At 10:06 AM 9/17/01 -0400, you wrote:
>I'm not sure it's right to be writing you all like this
It's exactly right. I've been very slow to take this in ... my first reaction was to keep moving on, not to stop, because it would be the best way to show that, as an artist, I could create art under any circumstances. I was wrong. New York is my old home; too long ago, but not so long that the towers weren't yet there. I even performed in them in 1977, along with others during beloved Charlotte Moorman's last festival before her exile from the city. And so, way up here in the serene mountains, I felt first a ripple -- when I was keeping on keeping on -- and then a wave, and now, a kind of emotional backwash that's drawing something very essential out of me and back into the sea of humanity. My passport came up for renewal today; I got a haircut; next week autumn begins. It seemed like a message from the calendar.
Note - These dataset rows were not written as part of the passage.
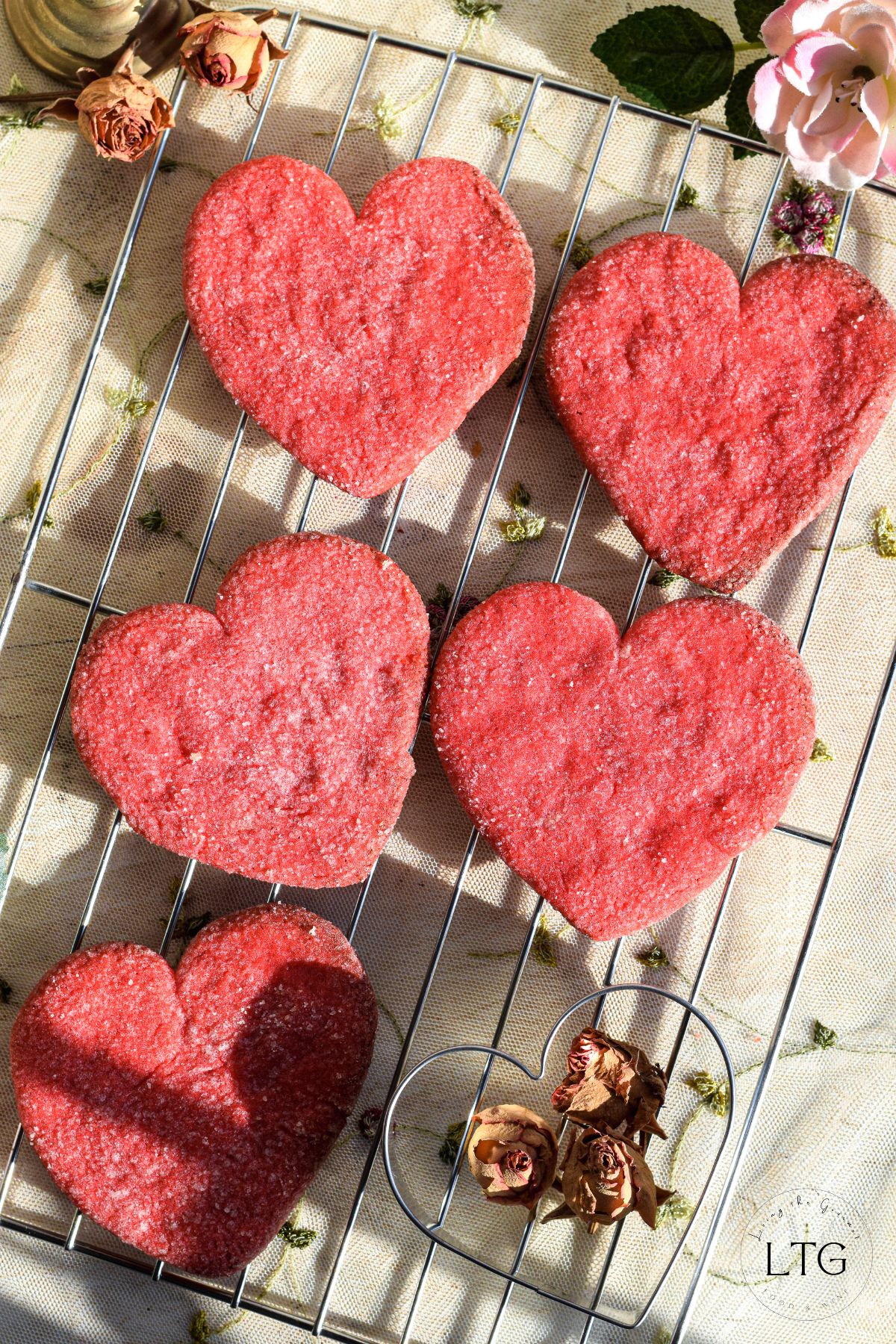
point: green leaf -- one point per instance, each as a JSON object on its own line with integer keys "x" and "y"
{"x": 452, "y": 1142}
{"x": 751, "y": 15}
{"x": 738, "y": 116}
{"x": 672, "y": 58}
{"x": 297, "y": 1236}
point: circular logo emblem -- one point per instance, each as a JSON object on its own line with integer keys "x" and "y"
{"x": 806, "y": 1254}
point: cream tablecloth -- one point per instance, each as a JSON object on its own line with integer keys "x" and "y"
{"x": 828, "y": 1121}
I don't know what the political forces will do, and I fear that (and I'm loathe to say this aloud, but I believe it) those who so missed the passing of the cold war are balancing a momentary sorry with a longer, deeper sense of equally horrific purpose. I fear the future, not from a falling Dow Jones, but from vengeance in place of justice. Two days ago I sent out a request for pieces composed in response to this event, and learned that most of us, as you and I have been, are in a state of artistic paralysis. I do not have the genius that could create a 'Guernica' or a 'Quartet for the End of Time', and so I sit here, as you do, seeing my one gift, to be an artist, no more than a tattered and torn and pitiful and ultimately empty package.